Since its inception, the Internet has been a life-changing moment for many people around the world. Its effects can be felt economically, socially and culturally. In the art world, its impact has also been significant, to say the least.

In Stephen Wilson’s Information Arts, he identified five key characteristics of net.art:

  • Connectivity between Persons
  • Collaboration and Group Work
  • The Creation of Distributed Archives
  • Internationalism
  • Comment on the Web Context

The wide accessibility of any content on the Internet meant anyone, anywhere could expose their works to a massive audience without the need for conventional institutions.

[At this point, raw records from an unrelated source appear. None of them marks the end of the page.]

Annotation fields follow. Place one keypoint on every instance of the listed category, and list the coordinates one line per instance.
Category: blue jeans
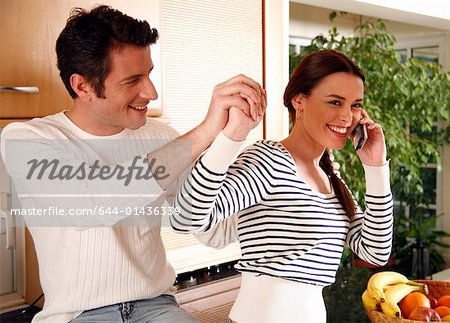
(161, 309)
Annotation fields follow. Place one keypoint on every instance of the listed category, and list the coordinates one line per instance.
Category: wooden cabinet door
(28, 32)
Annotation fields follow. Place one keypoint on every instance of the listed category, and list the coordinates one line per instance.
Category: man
(105, 156)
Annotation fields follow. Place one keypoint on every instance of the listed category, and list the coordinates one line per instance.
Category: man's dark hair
(85, 44)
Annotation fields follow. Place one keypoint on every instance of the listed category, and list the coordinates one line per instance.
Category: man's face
(128, 90)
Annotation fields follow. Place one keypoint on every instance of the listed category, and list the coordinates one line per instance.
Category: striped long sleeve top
(285, 228)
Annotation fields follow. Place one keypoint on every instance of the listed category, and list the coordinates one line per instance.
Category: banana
(382, 279)
(369, 302)
(395, 294)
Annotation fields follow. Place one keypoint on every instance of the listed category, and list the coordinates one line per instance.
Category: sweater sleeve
(370, 233)
(215, 190)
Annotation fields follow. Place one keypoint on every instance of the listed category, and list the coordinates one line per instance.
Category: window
(203, 44)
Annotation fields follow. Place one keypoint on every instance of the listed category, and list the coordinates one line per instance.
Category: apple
(424, 314)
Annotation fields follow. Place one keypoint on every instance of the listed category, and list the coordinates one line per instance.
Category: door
(28, 33)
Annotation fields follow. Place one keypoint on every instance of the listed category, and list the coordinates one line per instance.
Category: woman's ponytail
(342, 192)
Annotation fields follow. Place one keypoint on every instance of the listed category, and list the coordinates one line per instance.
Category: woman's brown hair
(307, 75)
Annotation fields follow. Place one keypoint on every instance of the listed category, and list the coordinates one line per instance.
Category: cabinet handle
(22, 89)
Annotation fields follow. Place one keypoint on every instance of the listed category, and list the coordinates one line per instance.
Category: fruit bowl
(436, 289)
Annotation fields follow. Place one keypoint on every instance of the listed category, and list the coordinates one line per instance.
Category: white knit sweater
(97, 264)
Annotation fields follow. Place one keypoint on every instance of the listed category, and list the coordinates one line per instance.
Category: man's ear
(81, 87)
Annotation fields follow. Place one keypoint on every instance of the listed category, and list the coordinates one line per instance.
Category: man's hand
(239, 124)
(240, 92)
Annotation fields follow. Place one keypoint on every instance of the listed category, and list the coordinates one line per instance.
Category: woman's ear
(81, 87)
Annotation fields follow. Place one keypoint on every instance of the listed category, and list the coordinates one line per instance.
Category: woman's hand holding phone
(372, 151)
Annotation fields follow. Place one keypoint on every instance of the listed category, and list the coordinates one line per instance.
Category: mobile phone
(359, 136)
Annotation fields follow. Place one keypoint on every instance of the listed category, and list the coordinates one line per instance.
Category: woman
(294, 214)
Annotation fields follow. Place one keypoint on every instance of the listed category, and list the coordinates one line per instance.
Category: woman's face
(331, 111)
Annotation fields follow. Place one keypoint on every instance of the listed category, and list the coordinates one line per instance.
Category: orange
(443, 310)
(412, 301)
(444, 301)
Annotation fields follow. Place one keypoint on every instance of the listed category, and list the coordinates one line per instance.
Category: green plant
(407, 98)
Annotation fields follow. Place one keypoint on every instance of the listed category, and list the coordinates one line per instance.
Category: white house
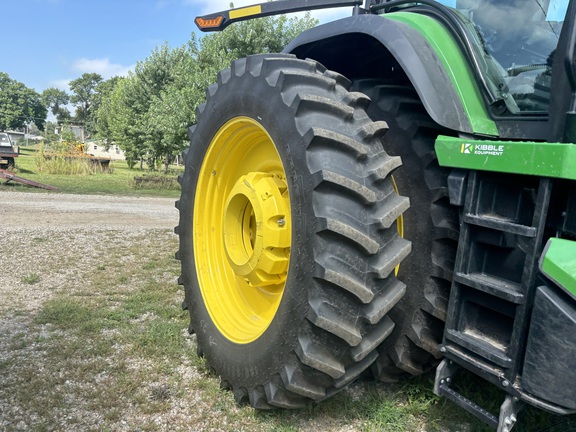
(98, 149)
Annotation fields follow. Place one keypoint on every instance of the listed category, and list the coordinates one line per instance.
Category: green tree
(56, 100)
(19, 105)
(83, 90)
(174, 110)
(148, 113)
(101, 107)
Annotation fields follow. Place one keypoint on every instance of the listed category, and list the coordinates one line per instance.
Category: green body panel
(455, 65)
(559, 263)
(540, 159)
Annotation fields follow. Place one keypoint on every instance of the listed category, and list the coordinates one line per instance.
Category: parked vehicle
(394, 192)
(7, 152)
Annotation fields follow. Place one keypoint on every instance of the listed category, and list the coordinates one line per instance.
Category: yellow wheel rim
(242, 230)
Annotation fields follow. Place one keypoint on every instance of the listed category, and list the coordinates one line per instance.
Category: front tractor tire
(288, 232)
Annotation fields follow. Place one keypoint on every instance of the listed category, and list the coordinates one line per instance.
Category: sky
(48, 43)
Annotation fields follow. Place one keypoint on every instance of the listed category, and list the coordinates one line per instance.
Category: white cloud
(101, 66)
(61, 84)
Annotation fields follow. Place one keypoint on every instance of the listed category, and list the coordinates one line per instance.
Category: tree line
(148, 112)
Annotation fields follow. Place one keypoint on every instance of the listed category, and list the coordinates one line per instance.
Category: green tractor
(394, 192)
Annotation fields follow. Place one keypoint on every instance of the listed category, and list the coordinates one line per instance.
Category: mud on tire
(431, 224)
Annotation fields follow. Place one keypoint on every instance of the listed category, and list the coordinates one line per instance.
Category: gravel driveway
(41, 211)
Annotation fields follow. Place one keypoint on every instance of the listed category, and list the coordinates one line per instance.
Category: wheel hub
(256, 230)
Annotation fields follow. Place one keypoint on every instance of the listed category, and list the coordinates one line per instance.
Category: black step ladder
(502, 226)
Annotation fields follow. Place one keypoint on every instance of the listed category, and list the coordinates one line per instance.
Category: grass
(119, 180)
(113, 353)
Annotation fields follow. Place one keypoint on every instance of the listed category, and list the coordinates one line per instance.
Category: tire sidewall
(242, 363)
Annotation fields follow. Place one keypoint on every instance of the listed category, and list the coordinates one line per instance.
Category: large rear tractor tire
(288, 232)
(431, 224)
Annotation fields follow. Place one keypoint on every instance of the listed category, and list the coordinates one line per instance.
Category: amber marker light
(204, 23)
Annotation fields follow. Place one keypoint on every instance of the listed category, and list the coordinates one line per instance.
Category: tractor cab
(515, 45)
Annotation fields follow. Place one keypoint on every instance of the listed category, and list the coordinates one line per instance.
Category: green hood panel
(559, 263)
(456, 66)
(556, 160)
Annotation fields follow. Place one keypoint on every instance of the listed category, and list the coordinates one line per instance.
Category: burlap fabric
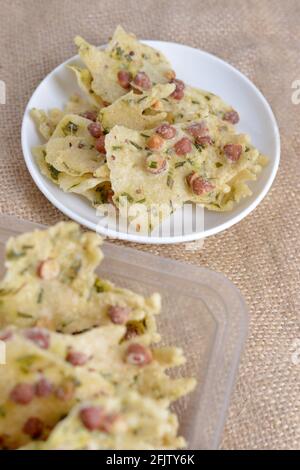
(260, 254)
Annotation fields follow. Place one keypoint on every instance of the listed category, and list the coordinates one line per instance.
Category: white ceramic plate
(196, 68)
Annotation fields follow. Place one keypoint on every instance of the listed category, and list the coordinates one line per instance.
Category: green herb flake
(135, 145)
(128, 197)
(199, 147)
(179, 164)
(70, 129)
(74, 269)
(26, 362)
(141, 99)
(10, 255)
(53, 172)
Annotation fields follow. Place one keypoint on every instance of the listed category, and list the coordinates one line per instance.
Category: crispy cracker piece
(38, 388)
(124, 52)
(137, 111)
(51, 281)
(128, 421)
(138, 186)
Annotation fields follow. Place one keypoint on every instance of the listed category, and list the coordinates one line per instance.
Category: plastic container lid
(202, 312)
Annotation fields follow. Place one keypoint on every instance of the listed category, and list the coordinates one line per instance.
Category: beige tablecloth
(260, 254)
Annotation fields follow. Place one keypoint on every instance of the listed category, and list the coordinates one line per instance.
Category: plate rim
(112, 234)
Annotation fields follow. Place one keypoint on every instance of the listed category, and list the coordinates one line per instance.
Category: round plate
(199, 69)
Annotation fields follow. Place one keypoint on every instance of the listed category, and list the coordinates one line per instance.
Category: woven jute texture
(260, 254)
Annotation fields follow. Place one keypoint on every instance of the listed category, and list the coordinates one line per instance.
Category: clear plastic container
(202, 312)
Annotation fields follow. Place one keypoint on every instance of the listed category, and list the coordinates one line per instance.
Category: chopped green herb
(100, 286)
(179, 164)
(135, 145)
(26, 362)
(199, 147)
(70, 128)
(74, 269)
(141, 99)
(10, 255)
(128, 197)
(118, 52)
(53, 172)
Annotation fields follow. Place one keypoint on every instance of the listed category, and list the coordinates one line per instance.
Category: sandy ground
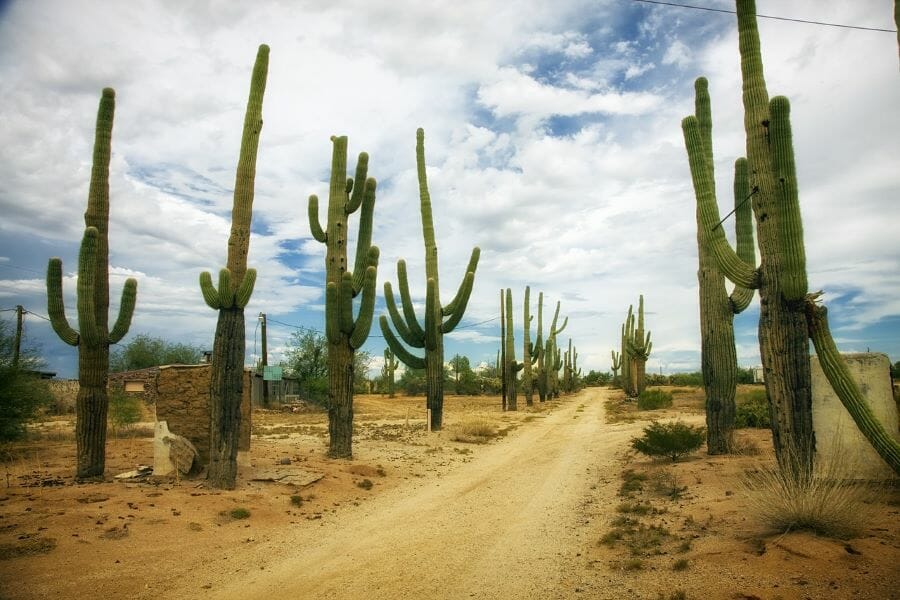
(417, 515)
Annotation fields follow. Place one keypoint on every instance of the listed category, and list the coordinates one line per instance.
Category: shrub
(654, 399)
(673, 440)
(752, 410)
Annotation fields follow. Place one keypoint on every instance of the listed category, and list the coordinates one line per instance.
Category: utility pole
(265, 361)
(19, 312)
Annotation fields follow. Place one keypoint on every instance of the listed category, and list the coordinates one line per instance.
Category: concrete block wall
(836, 432)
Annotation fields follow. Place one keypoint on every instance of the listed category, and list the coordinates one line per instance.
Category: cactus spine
(235, 287)
(512, 367)
(93, 336)
(387, 371)
(439, 319)
(530, 351)
(788, 316)
(717, 309)
(345, 334)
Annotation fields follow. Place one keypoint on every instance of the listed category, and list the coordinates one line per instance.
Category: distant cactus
(236, 283)
(387, 371)
(93, 336)
(345, 334)
(440, 319)
(512, 367)
(530, 351)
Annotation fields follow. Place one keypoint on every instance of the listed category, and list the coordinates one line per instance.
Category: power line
(732, 12)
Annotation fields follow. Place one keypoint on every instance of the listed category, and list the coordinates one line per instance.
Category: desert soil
(536, 512)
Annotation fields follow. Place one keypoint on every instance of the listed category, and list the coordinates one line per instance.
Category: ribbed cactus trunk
(512, 367)
(439, 319)
(236, 281)
(94, 336)
(344, 333)
(541, 375)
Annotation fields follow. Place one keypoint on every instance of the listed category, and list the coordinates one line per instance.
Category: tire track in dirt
(509, 524)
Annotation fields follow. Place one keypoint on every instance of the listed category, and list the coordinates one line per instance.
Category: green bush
(654, 399)
(752, 410)
(673, 440)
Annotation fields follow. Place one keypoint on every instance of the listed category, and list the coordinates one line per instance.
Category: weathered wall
(183, 402)
(836, 433)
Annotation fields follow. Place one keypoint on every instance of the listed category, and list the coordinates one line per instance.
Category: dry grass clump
(825, 501)
(474, 431)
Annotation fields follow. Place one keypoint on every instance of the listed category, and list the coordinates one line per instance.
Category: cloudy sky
(553, 142)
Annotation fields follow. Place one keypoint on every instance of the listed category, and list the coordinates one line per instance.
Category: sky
(552, 139)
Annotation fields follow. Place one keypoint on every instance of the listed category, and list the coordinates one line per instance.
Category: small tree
(673, 440)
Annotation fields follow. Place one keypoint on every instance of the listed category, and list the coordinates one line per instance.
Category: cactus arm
(727, 259)
(345, 303)
(460, 296)
(332, 315)
(432, 316)
(397, 319)
(364, 247)
(743, 226)
(846, 388)
(410, 360)
(790, 225)
(409, 312)
(465, 291)
(210, 293)
(126, 311)
(358, 186)
(245, 290)
(87, 313)
(314, 226)
(363, 323)
(55, 306)
(226, 295)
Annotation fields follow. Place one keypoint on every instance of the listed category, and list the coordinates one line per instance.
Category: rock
(172, 452)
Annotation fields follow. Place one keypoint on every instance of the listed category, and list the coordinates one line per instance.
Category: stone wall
(836, 432)
(183, 402)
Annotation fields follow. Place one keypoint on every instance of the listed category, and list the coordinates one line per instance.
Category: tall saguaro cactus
(552, 358)
(93, 336)
(530, 351)
(717, 309)
(226, 385)
(440, 319)
(512, 367)
(639, 347)
(788, 315)
(387, 371)
(345, 334)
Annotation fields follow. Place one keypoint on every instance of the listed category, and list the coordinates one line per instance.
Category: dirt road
(509, 524)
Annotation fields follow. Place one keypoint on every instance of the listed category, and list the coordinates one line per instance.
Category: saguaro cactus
(616, 363)
(93, 336)
(530, 351)
(439, 319)
(345, 334)
(552, 357)
(717, 309)
(788, 315)
(387, 371)
(235, 287)
(512, 367)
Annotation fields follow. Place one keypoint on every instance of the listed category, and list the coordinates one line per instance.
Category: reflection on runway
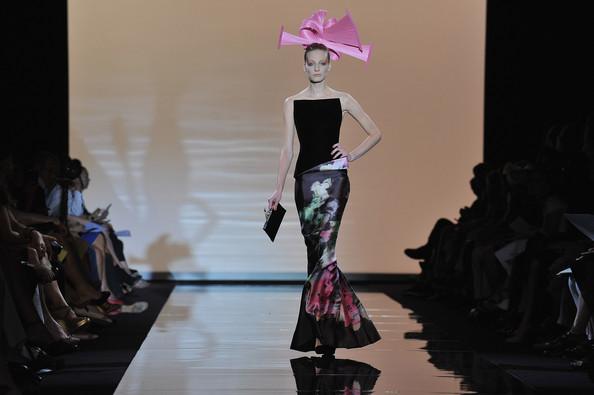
(235, 340)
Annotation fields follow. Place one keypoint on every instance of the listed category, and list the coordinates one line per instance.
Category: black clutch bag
(273, 220)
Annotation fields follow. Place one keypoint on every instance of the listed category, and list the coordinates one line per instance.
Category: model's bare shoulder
(347, 101)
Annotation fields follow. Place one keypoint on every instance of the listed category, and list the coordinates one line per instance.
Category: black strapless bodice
(318, 129)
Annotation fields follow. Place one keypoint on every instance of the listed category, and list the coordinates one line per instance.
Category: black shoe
(558, 345)
(418, 253)
(579, 351)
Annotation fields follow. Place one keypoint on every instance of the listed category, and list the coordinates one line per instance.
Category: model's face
(317, 65)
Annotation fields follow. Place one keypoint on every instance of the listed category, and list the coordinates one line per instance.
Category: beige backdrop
(175, 107)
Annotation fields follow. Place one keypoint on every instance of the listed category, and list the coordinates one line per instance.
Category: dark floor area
(455, 343)
(446, 323)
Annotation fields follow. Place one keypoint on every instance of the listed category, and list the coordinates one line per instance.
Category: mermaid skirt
(330, 310)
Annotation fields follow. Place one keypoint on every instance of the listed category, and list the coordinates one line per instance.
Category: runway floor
(235, 340)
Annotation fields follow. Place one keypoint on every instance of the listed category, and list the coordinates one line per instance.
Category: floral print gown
(330, 310)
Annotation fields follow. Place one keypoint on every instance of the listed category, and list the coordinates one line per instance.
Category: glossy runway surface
(235, 340)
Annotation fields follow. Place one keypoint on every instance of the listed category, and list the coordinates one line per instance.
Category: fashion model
(331, 315)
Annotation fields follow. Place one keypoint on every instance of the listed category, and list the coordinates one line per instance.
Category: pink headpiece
(339, 36)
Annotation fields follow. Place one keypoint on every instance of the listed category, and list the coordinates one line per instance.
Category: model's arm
(286, 156)
(373, 133)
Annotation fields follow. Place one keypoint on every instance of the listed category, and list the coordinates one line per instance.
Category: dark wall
(538, 73)
(35, 69)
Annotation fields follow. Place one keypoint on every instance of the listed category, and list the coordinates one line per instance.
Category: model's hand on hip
(338, 151)
(274, 199)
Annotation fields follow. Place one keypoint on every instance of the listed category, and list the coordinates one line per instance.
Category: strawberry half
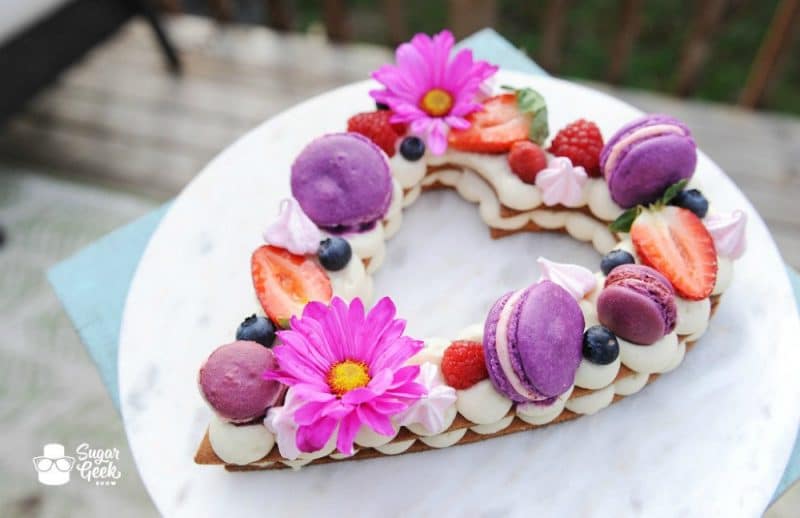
(495, 128)
(285, 283)
(675, 242)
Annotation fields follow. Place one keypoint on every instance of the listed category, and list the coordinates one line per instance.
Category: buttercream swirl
(293, 230)
(728, 231)
(430, 411)
(561, 183)
(577, 280)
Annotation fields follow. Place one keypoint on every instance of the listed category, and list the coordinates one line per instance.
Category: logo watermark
(53, 466)
(98, 466)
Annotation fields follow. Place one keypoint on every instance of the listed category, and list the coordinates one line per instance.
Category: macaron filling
(511, 312)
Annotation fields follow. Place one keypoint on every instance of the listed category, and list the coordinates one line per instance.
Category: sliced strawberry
(675, 242)
(495, 128)
(285, 282)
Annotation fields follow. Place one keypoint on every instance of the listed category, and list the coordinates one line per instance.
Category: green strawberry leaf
(672, 191)
(625, 220)
(531, 101)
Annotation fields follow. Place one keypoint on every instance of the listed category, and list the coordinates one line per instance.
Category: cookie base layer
(205, 453)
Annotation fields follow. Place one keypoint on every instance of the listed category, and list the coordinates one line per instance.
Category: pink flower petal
(348, 428)
(375, 420)
(313, 437)
(437, 138)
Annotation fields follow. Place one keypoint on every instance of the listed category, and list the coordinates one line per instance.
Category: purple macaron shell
(648, 166)
(544, 334)
(231, 381)
(342, 180)
(637, 304)
(496, 374)
(548, 337)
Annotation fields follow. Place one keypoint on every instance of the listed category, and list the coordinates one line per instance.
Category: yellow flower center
(347, 375)
(437, 102)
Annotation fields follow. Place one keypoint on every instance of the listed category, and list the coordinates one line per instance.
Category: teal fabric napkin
(93, 284)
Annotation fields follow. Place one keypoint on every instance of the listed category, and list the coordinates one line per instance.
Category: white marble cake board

Compared to the old forms of art that came before, Internet art encompassed a bewildering range of forms and themes. Within the book, many interesting examples were featured. They explored political, ideological and societal issues, or created platforms for participation and exploration, or are simply visual experiments.

 

Jennicam, Jennifer Kaye Ringley

Jennicam was one of the first examples of ‘lifesharing’, where a person shares his/her life through the lens of a webcam for the world to see. The societal and ideological implications of the experiment is highly debatable, and this social phenomena is still observed in traces even till this day. Another prominent artist duo, Eva and Franco Mattes did something similar several years later, by providing complete access to their computer via the net. This expression of opening oneself to public scrutiny can be seen as an open-ended dialogue on surveillance, privacy and the human condition.

 

theyrule.net, Josh On

Activism was also a particularly popular theme that threaded amongst net.art. Josh On’s They Rule allows the user to explore the relationships between powerful people of the world’s biggest conglomerates, all via a web interface. Through these explorations, the implicit messages of accountability, conflict of interest all come to mind. Yet, the piece is simply presented as purely informational, without any carefully tailored messages. The participatory nature of the piece allows the user to discover and synthesize his own conclusions.

 

241543903, David Horvitz

Participatory art is one of the unique aspects of net.art that is hard to replicate in traditional forms. David Horvitz’s 241543903 turns a cryptic sequence of numbers into an ongoing internet sensation, where participants takes a photo of his/her head inside a freezer and posts the resulting photo online with the mentioned tag. This innocuous, insignificant request has gained such an astounding amount of traction that highlights the strange, intangible inner workings of social media and the Internet.

 

I Am Unable To Fulfill Your Wish, Owen Mundy

The last piece that I found really interesting was Owen Mundy’s I Am Unable To Fulfill Your Wish. To me it was a piece that explored the complex visual language achievable only through code, and the absurdity of the ‘interconnectedness’ of the modern world. Through visualisations made of line drawings, the program Owen created draws out the infinitely complex, unseen connections between people, objects, institutions and entities. To me, the piece is at the same time deeply captivating, yet utterly meaningless to draw any useful conclusion out of. This is also representative of the idea of big data’s promise of uncovering patterns and trends from arbitrary combinations of datasets.

Net.art is sophisticated, yet unsophisticated; everywhere yet nowhere, thought-provoking yet meaningless. It is an art-form truly suited, for the chaotic, unordered, random, unpredictable modern world we live in.